# adjusting speed on digitrax decoder



## angiebabes (Mar 13, 2014)

i am having a problem adjusting the speed on one of my p42 locos when i try to change the speed on program track it comes up as sp15 on digitrax console when i try to type in a higher speed it wont let me it just stays at sp 15 which is a lot slower than any of my other p 42 locomotives does anyone have any suggestions or tricks that i am not aware of? it is a digitrax decoder


----------



## wsboyette (Jan 25, 2014)

angiebabes said:


> i am having a problem adjusting the speed on one of my p42 locos when i try to change the speed on program track it comes up as sp15 on digitrax console when i try to type in a higher speed it wont let me it just stays at sp 15 which is a lot slower than any of my other p 42 locomotives does anyone have any suggestions or tricks that i am not aware of? it is a digitrax decoder


I would contact the manufacturer first.
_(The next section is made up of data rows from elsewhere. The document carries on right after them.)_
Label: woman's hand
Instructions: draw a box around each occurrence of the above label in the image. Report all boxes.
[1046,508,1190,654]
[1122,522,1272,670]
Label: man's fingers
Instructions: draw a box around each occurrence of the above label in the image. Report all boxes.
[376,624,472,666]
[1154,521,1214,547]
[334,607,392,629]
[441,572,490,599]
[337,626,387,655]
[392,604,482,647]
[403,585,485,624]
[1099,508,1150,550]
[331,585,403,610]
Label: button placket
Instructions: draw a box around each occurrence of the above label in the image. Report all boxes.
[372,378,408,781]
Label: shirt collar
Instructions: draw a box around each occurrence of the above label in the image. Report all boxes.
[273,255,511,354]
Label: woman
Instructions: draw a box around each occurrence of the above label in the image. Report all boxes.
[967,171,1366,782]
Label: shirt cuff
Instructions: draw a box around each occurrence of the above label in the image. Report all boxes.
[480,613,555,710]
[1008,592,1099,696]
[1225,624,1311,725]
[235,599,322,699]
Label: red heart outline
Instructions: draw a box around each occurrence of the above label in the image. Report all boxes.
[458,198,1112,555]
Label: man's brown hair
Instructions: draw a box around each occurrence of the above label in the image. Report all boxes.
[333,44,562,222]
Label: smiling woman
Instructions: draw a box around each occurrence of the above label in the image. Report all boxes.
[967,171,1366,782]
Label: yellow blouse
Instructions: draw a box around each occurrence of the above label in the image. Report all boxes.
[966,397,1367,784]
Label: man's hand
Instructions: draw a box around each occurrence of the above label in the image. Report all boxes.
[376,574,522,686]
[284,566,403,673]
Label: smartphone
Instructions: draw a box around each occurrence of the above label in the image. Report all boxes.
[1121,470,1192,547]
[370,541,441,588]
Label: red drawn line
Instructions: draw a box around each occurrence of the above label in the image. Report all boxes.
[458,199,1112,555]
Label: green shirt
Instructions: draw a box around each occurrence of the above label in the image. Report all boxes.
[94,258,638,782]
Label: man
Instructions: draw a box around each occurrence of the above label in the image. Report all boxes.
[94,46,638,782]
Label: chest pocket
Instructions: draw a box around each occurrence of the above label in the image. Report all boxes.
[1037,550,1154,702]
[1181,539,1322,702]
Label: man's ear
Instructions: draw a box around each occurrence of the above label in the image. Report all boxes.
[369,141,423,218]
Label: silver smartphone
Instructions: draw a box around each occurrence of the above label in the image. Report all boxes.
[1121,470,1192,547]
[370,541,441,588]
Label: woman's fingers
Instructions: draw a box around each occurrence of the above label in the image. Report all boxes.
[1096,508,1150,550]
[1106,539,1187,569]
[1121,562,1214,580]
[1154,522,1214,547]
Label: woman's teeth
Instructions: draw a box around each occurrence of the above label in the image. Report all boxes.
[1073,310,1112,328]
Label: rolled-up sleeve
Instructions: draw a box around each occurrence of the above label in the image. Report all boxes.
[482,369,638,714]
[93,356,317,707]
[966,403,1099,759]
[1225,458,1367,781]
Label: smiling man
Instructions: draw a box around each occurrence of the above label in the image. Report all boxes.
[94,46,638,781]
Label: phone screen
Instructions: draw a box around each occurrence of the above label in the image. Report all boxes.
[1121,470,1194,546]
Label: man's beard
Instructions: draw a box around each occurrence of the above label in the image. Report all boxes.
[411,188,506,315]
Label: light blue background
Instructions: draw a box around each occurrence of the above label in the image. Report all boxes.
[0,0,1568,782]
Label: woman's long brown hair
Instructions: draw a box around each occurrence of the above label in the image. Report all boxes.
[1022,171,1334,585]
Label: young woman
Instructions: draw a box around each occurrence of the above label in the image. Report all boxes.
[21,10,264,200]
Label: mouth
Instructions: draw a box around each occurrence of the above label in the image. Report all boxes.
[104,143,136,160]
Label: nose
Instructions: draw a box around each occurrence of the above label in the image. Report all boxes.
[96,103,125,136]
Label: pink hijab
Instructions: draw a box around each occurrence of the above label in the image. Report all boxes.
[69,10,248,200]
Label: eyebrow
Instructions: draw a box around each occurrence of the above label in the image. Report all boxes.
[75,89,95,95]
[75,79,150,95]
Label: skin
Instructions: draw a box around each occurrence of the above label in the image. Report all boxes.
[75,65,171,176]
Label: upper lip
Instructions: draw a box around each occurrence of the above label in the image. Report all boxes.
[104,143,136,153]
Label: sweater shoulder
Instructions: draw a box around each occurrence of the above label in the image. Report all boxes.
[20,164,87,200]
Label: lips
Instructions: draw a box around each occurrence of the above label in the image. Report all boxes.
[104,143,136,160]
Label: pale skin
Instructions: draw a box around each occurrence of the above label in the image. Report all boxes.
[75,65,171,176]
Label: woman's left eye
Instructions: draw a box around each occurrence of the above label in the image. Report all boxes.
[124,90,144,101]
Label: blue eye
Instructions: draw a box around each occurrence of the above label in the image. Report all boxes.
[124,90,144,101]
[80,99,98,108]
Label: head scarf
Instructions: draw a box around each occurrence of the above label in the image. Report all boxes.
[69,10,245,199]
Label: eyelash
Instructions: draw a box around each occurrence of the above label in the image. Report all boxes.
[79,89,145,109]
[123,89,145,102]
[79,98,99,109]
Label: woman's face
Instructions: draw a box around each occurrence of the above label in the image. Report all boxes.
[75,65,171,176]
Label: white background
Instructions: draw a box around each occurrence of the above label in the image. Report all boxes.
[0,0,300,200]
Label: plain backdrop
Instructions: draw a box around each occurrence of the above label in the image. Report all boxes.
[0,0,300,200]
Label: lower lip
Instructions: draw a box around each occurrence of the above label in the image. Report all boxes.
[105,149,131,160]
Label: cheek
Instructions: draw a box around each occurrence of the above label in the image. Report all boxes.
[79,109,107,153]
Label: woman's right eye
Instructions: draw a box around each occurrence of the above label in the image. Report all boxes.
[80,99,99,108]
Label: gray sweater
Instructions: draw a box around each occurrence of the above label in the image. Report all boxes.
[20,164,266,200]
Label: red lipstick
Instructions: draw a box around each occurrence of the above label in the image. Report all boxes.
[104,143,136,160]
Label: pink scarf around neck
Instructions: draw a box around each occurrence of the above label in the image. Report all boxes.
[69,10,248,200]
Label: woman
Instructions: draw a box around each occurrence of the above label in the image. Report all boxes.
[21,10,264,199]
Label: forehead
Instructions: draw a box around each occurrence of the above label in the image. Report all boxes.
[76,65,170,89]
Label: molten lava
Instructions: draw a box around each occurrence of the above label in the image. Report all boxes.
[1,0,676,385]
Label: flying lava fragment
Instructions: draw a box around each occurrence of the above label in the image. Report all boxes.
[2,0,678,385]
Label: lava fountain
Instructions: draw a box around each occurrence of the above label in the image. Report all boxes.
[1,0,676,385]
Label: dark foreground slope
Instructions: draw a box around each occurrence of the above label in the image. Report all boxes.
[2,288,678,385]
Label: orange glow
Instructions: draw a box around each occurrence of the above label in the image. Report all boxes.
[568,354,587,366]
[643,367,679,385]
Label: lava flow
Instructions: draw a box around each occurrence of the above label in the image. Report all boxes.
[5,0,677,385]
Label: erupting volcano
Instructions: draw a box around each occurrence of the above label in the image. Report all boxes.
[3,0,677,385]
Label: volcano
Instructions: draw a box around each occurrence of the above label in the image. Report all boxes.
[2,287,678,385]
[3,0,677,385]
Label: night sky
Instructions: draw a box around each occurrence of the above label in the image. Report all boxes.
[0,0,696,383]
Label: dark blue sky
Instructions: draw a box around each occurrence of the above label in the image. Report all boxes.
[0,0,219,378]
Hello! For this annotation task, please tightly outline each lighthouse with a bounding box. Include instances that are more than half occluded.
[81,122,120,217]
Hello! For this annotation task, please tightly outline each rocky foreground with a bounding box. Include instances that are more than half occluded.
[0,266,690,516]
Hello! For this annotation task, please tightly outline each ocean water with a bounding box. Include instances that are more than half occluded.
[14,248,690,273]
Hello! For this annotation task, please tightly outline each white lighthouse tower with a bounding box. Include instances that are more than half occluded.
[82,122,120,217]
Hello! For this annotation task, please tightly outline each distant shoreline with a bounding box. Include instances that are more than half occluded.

They should be able to help you sort it out.


----------



## I Am Fasha (Apr 2, 2013)

Are you using a computer software adjust the decoder or the throttle?


----------



## angiebabes (Mar 13, 2014)

thanks i think i some how screwed this locomotive up when i first got it ran it on my old layout as an analog and its never been the same i did lube up the trucks today with never stall and it seems to have picked up enough speed where i can run it at scale speed hate racing trains at max speed looks so stupid


----------



## angiebabes (Mar 13, 2014)

i have not used any software as of yet i had a 3 by 7 n scale passenger layout with 4 loops and a small yard broke it down and built up a 10 by 4 layout finally finished all of my wiring today and my whole intent was to make this as functional and realistic as rush hour on the northeast corridor using amtrak and my favorite pensylvania rr where i can run up to 6 trains express and locals i am very happy right now with the train operation very realistic only regret is i used kato track which is very hard to ballast correctly i did my whole passenger storage yard and i am really thinking of ripping it up used fine ballast when i should of used medium it just looks unrealistic


----------



## wsboyette (Jan 25, 2014)

If all else fails, you can always just replace the decoder.


----------